In their concluding remarks, Cunningham and Jacobson highlighted that the key to their success lay in using two layered porcelain crucibles, emphasizing the importance of insulation in the sintering process. They also noted that while micron-sized iron particles were initially considered ideal, their efficacy was diminished due to their size. Nanophase iron particles, as seen on the moon, have the potential for much greater efficiency. Nevertheless, their efforts showed that sintering lunar regolith into cohesive masses of silicon/obsidian, iron, and dust aggregate was achievable within mere minutes.

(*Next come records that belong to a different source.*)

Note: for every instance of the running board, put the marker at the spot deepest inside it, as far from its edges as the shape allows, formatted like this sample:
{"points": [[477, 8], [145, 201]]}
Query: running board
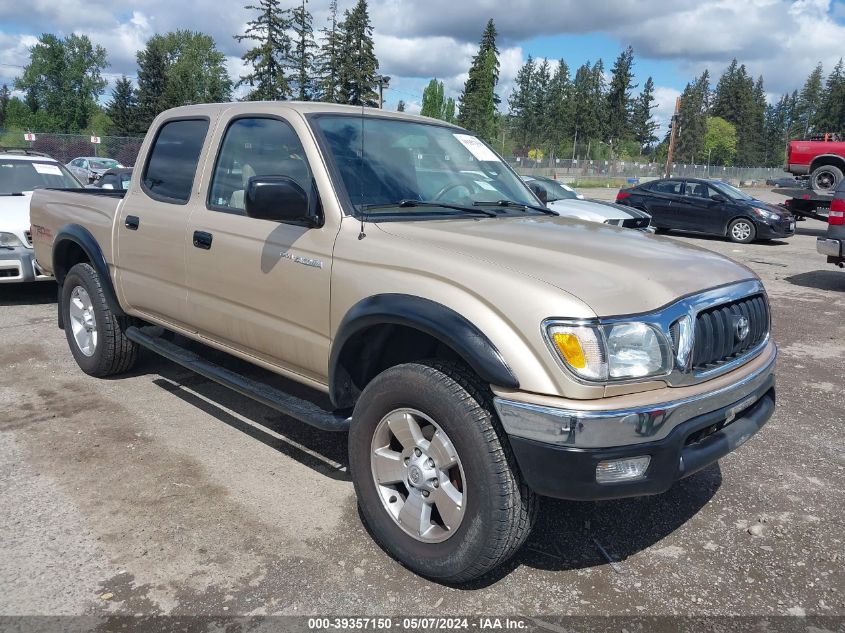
{"points": [[297, 408]]}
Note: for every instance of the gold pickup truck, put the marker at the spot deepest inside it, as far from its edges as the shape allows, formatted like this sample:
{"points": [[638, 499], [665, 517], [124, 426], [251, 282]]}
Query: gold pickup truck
{"points": [[479, 350]]}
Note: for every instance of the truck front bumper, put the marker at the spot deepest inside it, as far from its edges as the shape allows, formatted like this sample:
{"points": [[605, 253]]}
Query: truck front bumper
{"points": [[557, 457], [17, 265]]}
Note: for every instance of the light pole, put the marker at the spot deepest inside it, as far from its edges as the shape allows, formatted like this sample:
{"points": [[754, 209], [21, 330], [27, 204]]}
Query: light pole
{"points": [[383, 82]]}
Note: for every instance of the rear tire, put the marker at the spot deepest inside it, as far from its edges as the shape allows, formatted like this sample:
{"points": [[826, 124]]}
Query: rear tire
{"points": [[94, 333], [742, 231], [443, 405], [825, 178]]}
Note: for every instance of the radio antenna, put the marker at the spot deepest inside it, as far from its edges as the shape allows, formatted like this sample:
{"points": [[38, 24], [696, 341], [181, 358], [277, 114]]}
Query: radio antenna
{"points": [[362, 235]]}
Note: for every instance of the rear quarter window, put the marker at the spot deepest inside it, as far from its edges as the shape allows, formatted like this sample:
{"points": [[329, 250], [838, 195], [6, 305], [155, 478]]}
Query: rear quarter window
{"points": [[172, 163]]}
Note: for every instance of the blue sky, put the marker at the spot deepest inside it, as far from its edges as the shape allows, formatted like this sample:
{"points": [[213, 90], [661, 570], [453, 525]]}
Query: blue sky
{"points": [[673, 40]]}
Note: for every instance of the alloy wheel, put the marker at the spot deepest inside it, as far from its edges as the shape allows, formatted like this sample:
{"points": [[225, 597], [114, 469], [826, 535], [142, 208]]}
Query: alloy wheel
{"points": [[418, 475], [83, 322]]}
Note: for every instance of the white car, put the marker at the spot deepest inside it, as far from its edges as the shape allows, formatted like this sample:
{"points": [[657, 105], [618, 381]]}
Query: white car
{"points": [[567, 202], [21, 172]]}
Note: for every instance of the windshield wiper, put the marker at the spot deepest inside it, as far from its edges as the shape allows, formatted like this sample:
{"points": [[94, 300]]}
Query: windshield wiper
{"points": [[404, 204], [517, 205]]}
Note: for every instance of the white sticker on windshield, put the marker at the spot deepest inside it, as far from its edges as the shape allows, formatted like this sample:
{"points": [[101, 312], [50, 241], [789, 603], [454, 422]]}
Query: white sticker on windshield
{"points": [[52, 170], [476, 147]]}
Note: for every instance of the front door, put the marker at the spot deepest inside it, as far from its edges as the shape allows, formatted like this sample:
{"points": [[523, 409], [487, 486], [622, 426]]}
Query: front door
{"points": [[258, 285], [151, 228]]}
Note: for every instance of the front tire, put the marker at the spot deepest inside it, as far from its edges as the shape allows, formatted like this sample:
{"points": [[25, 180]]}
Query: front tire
{"points": [[435, 478], [825, 178], [742, 231], [94, 333]]}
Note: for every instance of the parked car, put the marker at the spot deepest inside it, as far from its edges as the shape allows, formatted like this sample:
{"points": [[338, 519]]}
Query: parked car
{"points": [[88, 169], [567, 203], [833, 243], [22, 172], [471, 342], [822, 159], [117, 179], [708, 206]]}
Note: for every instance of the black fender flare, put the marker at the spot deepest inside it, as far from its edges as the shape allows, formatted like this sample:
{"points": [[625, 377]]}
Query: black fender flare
{"points": [[434, 319], [81, 237]]}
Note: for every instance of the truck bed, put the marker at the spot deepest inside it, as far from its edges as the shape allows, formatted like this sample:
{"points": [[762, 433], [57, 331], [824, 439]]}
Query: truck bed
{"points": [[52, 209]]}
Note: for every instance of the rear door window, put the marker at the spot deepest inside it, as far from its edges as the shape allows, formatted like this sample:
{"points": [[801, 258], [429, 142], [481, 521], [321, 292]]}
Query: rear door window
{"points": [[172, 163]]}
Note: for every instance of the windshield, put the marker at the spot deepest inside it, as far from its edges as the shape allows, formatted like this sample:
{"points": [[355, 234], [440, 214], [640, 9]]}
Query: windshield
{"points": [[106, 163], [733, 193], [555, 190], [410, 161], [17, 176]]}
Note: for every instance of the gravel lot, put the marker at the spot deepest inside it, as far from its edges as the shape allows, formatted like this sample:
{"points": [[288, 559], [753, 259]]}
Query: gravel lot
{"points": [[162, 493]]}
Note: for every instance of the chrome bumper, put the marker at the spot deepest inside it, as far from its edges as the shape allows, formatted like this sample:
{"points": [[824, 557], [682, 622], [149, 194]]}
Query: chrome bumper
{"points": [[624, 427], [829, 247]]}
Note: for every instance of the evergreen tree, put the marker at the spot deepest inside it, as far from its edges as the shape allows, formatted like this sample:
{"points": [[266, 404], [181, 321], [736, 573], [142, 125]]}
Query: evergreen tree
{"points": [[433, 103], [180, 68], [302, 53], [559, 121], [477, 103], [269, 29], [692, 119], [5, 95], [64, 78], [449, 110], [619, 101], [358, 63], [152, 78], [123, 108], [809, 100], [643, 125], [520, 106], [831, 113], [328, 59]]}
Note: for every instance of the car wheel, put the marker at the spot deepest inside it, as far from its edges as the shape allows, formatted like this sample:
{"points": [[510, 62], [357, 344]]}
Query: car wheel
{"points": [[436, 481], [94, 333], [825, 178], [742, 230]]}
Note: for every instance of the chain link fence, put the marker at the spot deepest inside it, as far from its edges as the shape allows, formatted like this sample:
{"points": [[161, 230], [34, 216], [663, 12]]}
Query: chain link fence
{"points": [[618, 172], [65, 147]]}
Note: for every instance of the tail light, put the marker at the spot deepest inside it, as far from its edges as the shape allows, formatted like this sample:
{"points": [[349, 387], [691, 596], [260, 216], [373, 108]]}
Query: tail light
{"points": [[836, 216]]}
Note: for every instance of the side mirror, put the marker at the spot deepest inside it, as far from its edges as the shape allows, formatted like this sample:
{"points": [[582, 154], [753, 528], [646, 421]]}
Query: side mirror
{"points": [[539, 191], [278, 198]]}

The microwave sintering technique Cunningham and Jacobson explored holds immense promise for transforming loose lunar dust into robust construction materials. This study, and others like it, could potentially pave the way for constructing various structures on the Moon, from bricks and sheets to tiling. Additionally, the concept of sintering the lunar dust into solid ground opens possibilities for creating stable foundations on the dusty lunar surface.
As humanity continues to explore the prospects of space exploration and colonization, new ways to examine viable solutions like Cunningham's could become the foundation for future endeavors beyond our home planet.